Due to resource constraints, large-scale LLM pretraining (7B+) is not validated; all experiments are conducted on small models (<50M parameters).
Evaluation focuses primarily on autoregressive tasks; non-causal settings (e.g., BERT-style) are insufficiently explored.
The bias logit design (negative inner product + cumulative mean) is reasonable but not unique; superior logit function designs may exist.

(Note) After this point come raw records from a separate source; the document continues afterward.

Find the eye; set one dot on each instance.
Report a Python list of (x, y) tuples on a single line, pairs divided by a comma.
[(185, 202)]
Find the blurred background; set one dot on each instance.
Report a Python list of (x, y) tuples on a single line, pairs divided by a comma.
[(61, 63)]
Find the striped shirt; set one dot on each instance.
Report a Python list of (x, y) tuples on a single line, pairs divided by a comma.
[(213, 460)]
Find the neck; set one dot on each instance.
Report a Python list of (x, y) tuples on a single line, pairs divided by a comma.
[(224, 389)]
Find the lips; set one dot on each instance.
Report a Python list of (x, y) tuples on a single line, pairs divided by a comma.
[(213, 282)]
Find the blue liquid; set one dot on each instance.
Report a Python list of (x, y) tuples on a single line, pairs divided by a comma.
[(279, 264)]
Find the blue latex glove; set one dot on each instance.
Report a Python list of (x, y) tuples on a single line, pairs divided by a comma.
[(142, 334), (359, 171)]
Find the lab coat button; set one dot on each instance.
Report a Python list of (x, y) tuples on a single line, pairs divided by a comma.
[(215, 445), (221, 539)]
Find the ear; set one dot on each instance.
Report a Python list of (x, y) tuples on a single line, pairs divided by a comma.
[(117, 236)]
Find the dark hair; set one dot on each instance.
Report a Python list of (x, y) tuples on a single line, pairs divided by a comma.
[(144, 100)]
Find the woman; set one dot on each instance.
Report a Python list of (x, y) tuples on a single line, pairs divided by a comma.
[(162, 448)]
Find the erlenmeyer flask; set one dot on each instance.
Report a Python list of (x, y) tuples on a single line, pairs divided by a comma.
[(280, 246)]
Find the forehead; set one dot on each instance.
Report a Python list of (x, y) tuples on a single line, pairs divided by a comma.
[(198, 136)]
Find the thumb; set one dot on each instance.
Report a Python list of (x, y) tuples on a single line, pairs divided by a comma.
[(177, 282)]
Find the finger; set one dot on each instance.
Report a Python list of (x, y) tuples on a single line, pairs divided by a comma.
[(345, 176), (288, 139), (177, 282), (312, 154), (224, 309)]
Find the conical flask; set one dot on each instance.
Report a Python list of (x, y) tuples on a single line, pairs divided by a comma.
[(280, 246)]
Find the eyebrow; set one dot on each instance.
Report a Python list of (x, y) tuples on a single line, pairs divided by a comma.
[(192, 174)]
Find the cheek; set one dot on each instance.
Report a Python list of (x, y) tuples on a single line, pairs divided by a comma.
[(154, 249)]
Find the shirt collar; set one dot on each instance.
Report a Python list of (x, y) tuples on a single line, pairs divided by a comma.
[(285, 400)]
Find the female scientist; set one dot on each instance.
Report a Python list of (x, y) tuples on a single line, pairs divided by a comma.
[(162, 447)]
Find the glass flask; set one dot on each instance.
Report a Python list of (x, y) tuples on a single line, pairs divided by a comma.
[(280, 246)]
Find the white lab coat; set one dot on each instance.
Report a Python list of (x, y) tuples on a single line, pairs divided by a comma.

vs. Differential Transformer: Diff Transformer obtains negative weights by taking the difference of two attention matrices, but remains \(O(N^2)\) in complexity. ZeroS achieves equivalent positive-negative weight capability in \(O(N)\) with a more principled theoretical foundation.
vs. DeltaNet: DeltaNet implements "subtraction" by actively deleting state matrix entries, performing well on certain tasks but dropping to 52.8% on Memorize. ZeroS achieves "subtraction" via zero-sum weights without compromising memorization, retaining a Memorize score of 88.1%.
vs. GLA/Mamba: Traditional linear attention and state-space models generally lag Transformers by 5–12 points on the MAD benchmark. ZeroS is the first linear-complexity method to match or exceed Transformer performance on this suite.

Rating¶

Novelty: ⭐⭐⭐⭐⭐ The theoretical perspective of zero-sum weights is entirely novel and insightful; the "remove the zeroth-order term" approach is both concise and powerful.
Experimental Thoroughness: ⭐⭐⭐⭐ Multi-task validation across MAD/WikiText/ImageNet/time series with thorough ablations, but large-scale LLM experiments are absent.
Writing Quality: ⭐⭐⭐⭐⭐ The derivation chain for softmax decomposition is clear, with theoretical propositions and experimental conclusions in precise correspondence.
Value: ⭐⭐⭐⭐⭐ Represents a significant theoretical and practical advance in linear attention, with the potential to reshape design paradigms for future linear attention methods.